Lt. Gen. Edward Cardon, commanding general of the Army Cyber Command.

Lt. Gen. Edward Cardon, commanding general of the Army Cyber Command. // U.S. Army

Amid the onslaught of cyberthreats faced by federal agencies, the potential for an even larger and more sustained catastrophic version of a digital attack has become an increasingly real possibility.

If such a scenario were to took take place, the Defense Department would certainly play a lead role in the response. But it likely couldn’t do it alone, according to Lt. Gen. Edward Cardon, commanding general of the Army Cyber Command.

“It’s not solely going to be a DOD problem,” he said this week at a New America Foundation event on cybersecurity.

Despite the fact that his organization increased exponentially in a year -- going from only two functional units, to its current 25 -- a large-scale nation-state-directed cyberattack magnitude could likely not be defeated without significant teamwork across the federal government and the private sector, according to Cardon.

The only problem is the government is still taking baby steps toward greater collaboration with the private sector and even personnel- and resource-sharing between federal agencies themselves can still be spotty.

“I think eventually where we’re going to have to get to is a much closer relationship between government and private for these true World War I-type events,” Cardon said.

In its current format, teamwork between federal agencies remains a challenge because different agencies are simply not equipped to collaborate, according to Cardon.

For example, a National Security Agency analyst's request to work for a year on rotation at the Army Cyber Command isn’t as simple as it might sound. The two organizations' personnel systems are unable to interact.

“We’re not set up that way,” Cardon said.

Collaboration between federal government and private industry brings with it even more red tape. But the opportunities for collaboration appear to be slowly improving.
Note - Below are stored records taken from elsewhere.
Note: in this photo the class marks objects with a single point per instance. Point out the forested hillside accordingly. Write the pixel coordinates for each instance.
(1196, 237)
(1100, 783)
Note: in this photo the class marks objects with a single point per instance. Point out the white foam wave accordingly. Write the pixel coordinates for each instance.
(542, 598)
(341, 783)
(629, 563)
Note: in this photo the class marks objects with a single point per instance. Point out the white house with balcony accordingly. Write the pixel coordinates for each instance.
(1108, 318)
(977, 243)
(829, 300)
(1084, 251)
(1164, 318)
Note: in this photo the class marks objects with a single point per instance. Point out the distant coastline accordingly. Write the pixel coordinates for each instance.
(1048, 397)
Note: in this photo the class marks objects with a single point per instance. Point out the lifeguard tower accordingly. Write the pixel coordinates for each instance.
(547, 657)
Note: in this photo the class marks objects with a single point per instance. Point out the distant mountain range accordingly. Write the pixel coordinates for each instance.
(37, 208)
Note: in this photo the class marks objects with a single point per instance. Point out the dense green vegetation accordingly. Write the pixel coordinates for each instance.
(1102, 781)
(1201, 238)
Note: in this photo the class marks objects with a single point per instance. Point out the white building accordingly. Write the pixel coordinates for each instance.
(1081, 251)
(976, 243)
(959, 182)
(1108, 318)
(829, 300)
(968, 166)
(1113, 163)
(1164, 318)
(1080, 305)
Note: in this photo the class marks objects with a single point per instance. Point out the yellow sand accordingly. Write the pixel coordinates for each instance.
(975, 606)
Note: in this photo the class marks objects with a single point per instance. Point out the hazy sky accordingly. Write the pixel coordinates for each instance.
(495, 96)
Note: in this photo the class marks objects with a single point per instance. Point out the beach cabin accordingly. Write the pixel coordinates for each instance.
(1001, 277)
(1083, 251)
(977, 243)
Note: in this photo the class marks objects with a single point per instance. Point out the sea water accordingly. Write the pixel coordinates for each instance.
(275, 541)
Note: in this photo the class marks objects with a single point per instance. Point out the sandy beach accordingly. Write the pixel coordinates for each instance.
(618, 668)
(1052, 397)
Cardon predicted within the next year, there will be a cyber career field in the Army, specifically targeted for civilians. This will likely mean cutting down the number of required enlistment years, so that someone from the private sector has the option of signing on for only two years, instead of the typical six.

It will also likely require more fluidity when it comes to the Cyber Command’s positions and duties.

“Right now, when you’re hired, you’re hired against a very specific position, with a very specific well-defined route, and that’s not really what we need in this space,” Cardon said.

Bringing more private sector IT personnel into the federal sphere, especially for short stints, will likely help to strengthen the relationship and thus collaboration between these entities.

This is a necessary partnership, according to Cardon, in order to be better prepared for more severe cyberattacks.

“If it’s truly that big, there’s no way the Department of Defense is going to be able to do this without having some sort of an interrelationship with government and private,” he said.